TORONTO (Reuters) - The Canadian dollar drifted lower against the U.S. currency on Thursday, as uncertainty over the upcoming federal election offset broadbased weakness in the greenback.
Canada’s May 2 election has created headwinds for the currency in recent days as support for the left-leaning New Democrats unexpectedly surged.
The latest polls show the Conservatives are still set to win the most seats, but differ on whether its lead over the NDP was growing or shrinking.
“A bit of political uncertainty is probably really what’s getting headlines right now and that’s probably what’s keeping the Canadian dollar relatively unchanged and underperforming the major currencies,” said Benjamin Reitzes, an economist with BMO Capital Markets.
“Uncertainty is never good for the currency.”
Analysts warned that big gains for the NDP could trigger a knee-jerk drop in the currency and Canadian equity markets as investors fret about NDP plans to raise corporate taxes, spend more and redo energy policy.
“The election may well result in more, not less, political uncertainty, which could translate into increased CAD volatility,” David Watt, senior fixed income and currency strategist with RBC Capital Markets, said in a note to clients.
“If the polls do result in the NDP’s seat total rising materially, which is far from a foregone conclusion, CAD might experience a modest sell off. However, such an outcome is not unequivocally clear.”
Watt noted there are scenarios in which the NDP’s surge could prove to be positive for the currency, particularly if the central bank has to carry more of the burden of tightening macroeconomic policy.
The Canadian dollar finished the session at C$0.9510 to the U.S. dollar, or $1.0515, slipping modestly from Wednesday’s North American finish of C$0.9504 the U.S. dollar.
Earlier on Thursday, it hit C$0.9465, or $1.0565, its strongest level since April 21, when the currency reached a 3-1/2 year high.
The U.S. dollar skidded to a three-year low against a basket of currencies a day after the Fed signaled it would prolong its ultra-loose monetary policy.
The U.S. central bank is lagging other countries in tightening its monetary policy. In comparison, the Bank of Canada is widely expected to resume raising interest rates as early as this summer.
Higher interest rates often support currencies because they tend to attract international capital flows.

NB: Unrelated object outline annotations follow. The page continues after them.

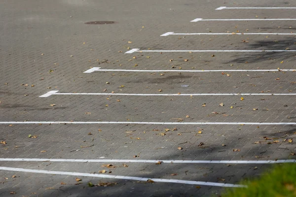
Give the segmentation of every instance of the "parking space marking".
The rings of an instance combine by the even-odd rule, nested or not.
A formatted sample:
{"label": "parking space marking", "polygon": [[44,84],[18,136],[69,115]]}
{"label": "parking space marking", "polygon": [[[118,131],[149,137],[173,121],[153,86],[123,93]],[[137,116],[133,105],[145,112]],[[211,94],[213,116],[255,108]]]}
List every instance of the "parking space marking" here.
{"label": "parking space marking", "polygon": [[296,9],[295,7],[225,7],[221,6],[215,9],[221,10],[224,9]]}
{"label": "parking space marking", "polygon": [[294,125],[296,122],[274,122],[274,123],[256,123],[256,122],[120,122],[120,121],[89,121],[89,122],[71,122],[71,121],[7,121],[0,122],[0,125],[10,124],[127,124],[127,125]]}
{"label": "parking space marking", "polygon": [[154,182],[160,182],[164,183],[180,183],[183,184],[189,185],[207,185],[210,186],[218,186],[218,187],[245,187],[243,185],[235,185],[228,183],[215,183],[211,182],[204,182],[204,181],[187,181],[185,180],[178,180],[178,179],[164,179],[159,178],[150,178],[138,177],[135,176],[126,176],[120,175],[110,175],[107,174],[96,174],[94,173],[81,173],[81,172],[63,172],[60,171],[50,171],[50,170],[41,170],[33,169],[25,169],[19,168],[16,167],[0,167],[0,170],[13,171],[17,172],[37,173],[41,174],[59,174],[76,176],[87,176],[91,177],[100,177],[106,178],[112,178],[116,179],[125,179],[131,180],[134,181],[145,181],[147,182],[149,180]]}
{"label": "parking space marking", "polygon": [[296,35],[293,33],[175,33],[167,32],[160,35],[161,36],[167,36],[170,35]]}
{"label": "parking space marking", "polygon": [[137,96],[295,96],[296,93],[190,93],[190,94],[138,94],[138,93],[57,93],[52,91],[39,97],[48,97],[52,95],[119,95]]}
{"label": "parking space marking", "polygon": [[296,71],[295,69],[254,69],[254,70],[129,70],[124,69],[101,69],[101,67],[93,67],[83,72],[84,73],[90,73],[96,71],[120,71],[120,72],[253,72],[253,71]]}
{"label": "parking space marking", "polygon": [[124,53],[134,52],[295,52],[296,50],[142,50],[132,49]]}
{"label": "parking space marking", "polygon": [[293,21],[296,20],[296,19],[203,19],[203,18],[197,18],[192,20],[190,22],[197,21]]}
{"label": "parking space marking", "polygon": [[37,159],[37,158],[0,158],[0,162],[48,162],[77,163],[132,163],[156,164],[161,162],[164,164],[267,164],[295,163],[296,160],[86,160],[69,159]]}

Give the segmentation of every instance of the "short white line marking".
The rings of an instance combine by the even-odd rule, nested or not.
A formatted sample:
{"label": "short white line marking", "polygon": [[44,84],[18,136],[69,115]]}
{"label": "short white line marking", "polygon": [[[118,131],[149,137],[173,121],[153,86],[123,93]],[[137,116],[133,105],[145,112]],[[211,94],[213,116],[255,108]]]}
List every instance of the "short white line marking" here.
{"label": "short white line marking", "polygon": [[128,70],[124,69],[101,69],[101,67],[93,67],[85,72],[84,73],[99,71],[120,71],[120,72],[271,72],[277,71],[296,71],[295,69],[257,69],[257,70]]}
{"label": "short white line marking", "polygon": [[48,97],[51,95],[120,95],[137,96],[294,96],[296,93],[190,93],[190,94],[135,94],[135,93],[57,93],[57,91],[49,91],[39,97]]}
{"label": "short white line marking", "polygon": [[296,35],[293,33],[175,33],[167,32],[161,36],[170,35]]}
{"label": "short white line marking", "polygon": [[125,53],[134,52],[295,52],[296,50],[142,50],[133,49]]}
{"label": "short white line marking", "polygon": [[216,10],[221,10],[223,9],[296,9],[295,7],[219,7],[216,9]]}
{"label": "short white line marking", "polygon": [[154,182],[161,182],[164,183],[181,183],[184,184],[189,185],[208,185],[211,186],[218,186],[218,187],[245,187],[243,185],[234,185],[228,183],[214,183],[211,182],[203,182],[203,181],[186,181],[185,180],[177,180],[177,179],[164,179],[158,178],[142,178],[137,177],[135,176],[126,176],[119,175],[110,175],[107,174],[91,174],[89,173],[80,173],[80,172],[62,172],[60,171],[49,171],[49,170],[40,170],[33,169],[25,169],[19,168],[16,167],[0,167],[0,170],[14,171],[23,172],[31,172],[37,173],[41,174],[60,174],[66,175],[76,176],[88,176],[92,177],[100,177],[106,178],[112,178],[116,179],[125,179],[132,180],[134,181],[147,181],[148,179],[150,179]]}
{"label": "short white line marking", "polygon": [[296,20],[296,19],[203,19],[202,18],[196,18],[192,20],[190,22],[197,21],[294,21]]}
{"label": "short white line marking", "polygon": [[96,160],[71,159],[37,159],[37,158],[0,158],[1,162],[77,162],[77,163],[132,163],[155,164],[161,161],[164,164],[268,164],[281,163],[295,163],[296,160]]}
{"label": "short white line marking", "polygon": [[108,121],[108,122],[70,122],[70,121],[27,121],[27,122],[17,122],[17,121],[8,121],[0,122],[0,125],[7,124],[122,124],[130,125],[294,125],[296,123],[293,122],[277,122],[277,123],[252,123],[252,122],[120,122],[120,121]]}

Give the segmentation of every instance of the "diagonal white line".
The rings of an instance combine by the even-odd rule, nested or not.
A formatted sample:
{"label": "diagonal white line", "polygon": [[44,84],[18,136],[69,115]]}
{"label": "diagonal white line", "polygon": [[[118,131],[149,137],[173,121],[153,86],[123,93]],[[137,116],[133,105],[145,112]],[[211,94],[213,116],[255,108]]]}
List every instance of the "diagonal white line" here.
{"label": "diagonal white line", "polygon": [[80,172],[63,172],[60,171],[49,171],[49,170],[40,170],[32,169],[19,168],[16,167],[0,167],[0,170],[14,171],[23,172],[30,173],[37,173],[41,174],[60,174],[66,175],[70,176],[88,176],[91,177],[100,177],[106,178],[112,178],[116,179],[125,179],[134,181],[147,181],[149,179],[154,182],[160,182],[164,183],[181,183],[183,184],[188,185],[207,185],[210,186],[218,186],[218,187],[245,187],[243,185],[235,185],[228,183],[215,183],[211,182],[204,182],[204,181],[187,181],[185,180],[177,180],[177,179],[164,179],[159,178],[149,178],[144,177],[138,177],[135,176],[126,176],[119,175],[110,175],[107,174],[96,174],[89,173],[80,173]]}

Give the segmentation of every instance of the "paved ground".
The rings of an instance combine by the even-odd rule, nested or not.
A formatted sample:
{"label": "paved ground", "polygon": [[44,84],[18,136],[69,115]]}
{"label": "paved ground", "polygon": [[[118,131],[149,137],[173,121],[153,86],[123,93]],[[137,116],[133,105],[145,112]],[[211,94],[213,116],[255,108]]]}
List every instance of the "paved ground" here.
{"label": "paved ground", "polygon": [[[197,18],[293,18],[295,11],[293,9],[215,9],[220,6],[291,7],[296,7],[295,2],[271,0],[241,2],[218,0],[98,1],[0,0],[0,121],[131,123],[1,124],[2,158],[160,161],[295,159],[296,156],[291,155],[296,152],[295,142],[291,139],[296,136],[296,125],[293,123],[296,122],[296,97],[292,95],[296,93],[296,72],[183,72],[295,69],[296,52],[291,51],[296,50],[295,35],[160,36],[169,32],[296,33],[296,21],[293,20],[190,22]],[[94,21],[116,23],[84,24]],[[284,51],[124,53],[133,48]],[[83,73],[92,67],[174,69],[179,70],[180,73]],[[189,87],[183,87],[182,85]],[[68,93],[181,94],[38,97],[54,90]],[[196,93],[290,95],[182,96]],[[220,106],[221,103],[223,106]],[[205,106],[202,106],[204,103]],[[176,124],[133,124],[135,122]],[[201,122],[213,124],[179,124]],[[215,124],[222,122],[242,123]],[[276,124],[278,123],[287,124]],[[29,135],[37,137],[28,137]],[[18,172],[20,170],[15,169],[16,171],[1,171],[0,194],[2,197],[12,196],[11,192],[20,197],[216,196],[224,187],[205,185],[205,182],[212,183],[208,185],[237,184],[242,179],[258,176],[271,166],[258,164],[16,162],[3,161],[2,159],[0,164],[1,167],[166,179],[164,182],[151,183],[79,174]],[[115,167],[102,167],[104,164],[111,164]],[[99,172],[104,169],[107,173]],[[110,171],[111,172],[109,173]],[[76,181],[76,177],[82,181]],[[203,183],[168,183],[168,179]],[[89,181],[98,186],[88,187]],[[99,186],[106,183],[110,183],[107,187]],[[116,184],[111,185],[112,183]]]}

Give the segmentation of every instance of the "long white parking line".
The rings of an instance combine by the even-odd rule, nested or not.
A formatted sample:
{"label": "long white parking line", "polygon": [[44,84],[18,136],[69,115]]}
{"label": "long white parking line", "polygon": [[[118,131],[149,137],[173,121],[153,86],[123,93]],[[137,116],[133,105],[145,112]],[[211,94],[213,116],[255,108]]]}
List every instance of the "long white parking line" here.
{"label": "long white parking line", "polygon": [[101,67],[93,67],[83,72],[84,73],[90,73],[96,71],[120,71],[120,72],[253,72],[262,71],[270,72],[277,71],[296,71],[295,69],[254,69],[254,70],[129,70],[124,69],[101,69]]}
{"label": "long white parking line", "polygon": [[107,160],[107,159],[37,159],[37,158],[0,158],[0,162],[49,162],[77,163],[131,163],[156,164],[160,161],[164,164],[267,164],[295,163],[296,160]]}
{"label": "long white parking line", "polygon": [[160,35],[161,36],[167,36],[170,35],[296,35],[293,33],[175,33],[167,32]]}
{"label": "long white parking line", "polygon": [[71,122],[71,121],[7,121],[0,122],[0,125],[10,124],[126,124],[126,125],[294,125],[296,122],[274,122],[274,123],[256,123],[256,122],[120,122],[120,121],[94,121],[94,122]]}
{"label": "long white parking line", "polygon": [[190,22],[197,21],[294,21],[296,19],[203,19],[201,18],[197,18],[192,20]]}
{"label": "long white parking line", "polygon": [[39,97],[48,97],[52,95],[119,95],[137,96],[295,96],[296,93],[190,93],[190,94],[138,94],[138,93],[57,93],[58,91],[52,91]]}
{"label": "long white parking line", "polygon": [[31,172],[37,173],[41,174],[60,174],[63,175],[70,175],[75,176],[88,176],[91,177],[100,177],[105,178],[112,178],[116,179],[125,179],[131,180],[133,181],[147,181],[151,180],[154,182],[160,182],[164,183],[181,183],[183,184],[189,185],[207,185],[210,186],[218,186],[218,187],[245,187],[243,185],[235,185],[228,183],[215,183],[211,182],[204,182],[204,181],[187,181],[185,180],[178,180],[178,179],[164,179],[159,178],[142,178],[135,176],[126,176],[119,175],[110,175],[107,174],[96,174],[89,173],[80,173],[80,172],[63,172],[60,171],[49,171],[49,170],[40,170],[33,169],[25,169],[19,168],[16,167],[0,167],[0,170],[13,171],[17,172]]}
{"label": "long white parking line", "polygon": [[225,7],[221,6],[215,9],[221,10],[224,9],[296,9],[295,7]]}
{"label": "long white parking line", "polygon": [[295,52],[296,50],[141,50],[132,49],[124,53],[134,52]]}

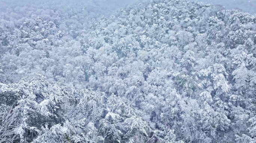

Concern about the U.S. recovery was reinforced by data on Thursday that showed U.S. GDP growth fell to a weaker-than-expected 1.8 percent annual rate in the first quarter and jobless claims jumped in the latest week.
Canada is reporting February economic growth data on Friday, but with consensus coming in flat, BMO’s Reitzes does not expect it to provide direction.
“Unless we get a meaningfully negative number, I don’t think you’ll get much change in the Canadian dollar. Weak U.S. dollar is generally driving everything right now,” he said.
Canadian bond prices generally rose across the curve, mimicking U.S. Treasuries following the tepid U.S. GDP data.
The two-year bond was up 7.5 Canadian cents to yield 1.737 percent, while the 10-year bond gained 36 Canadian cents to yield 3.229 percent.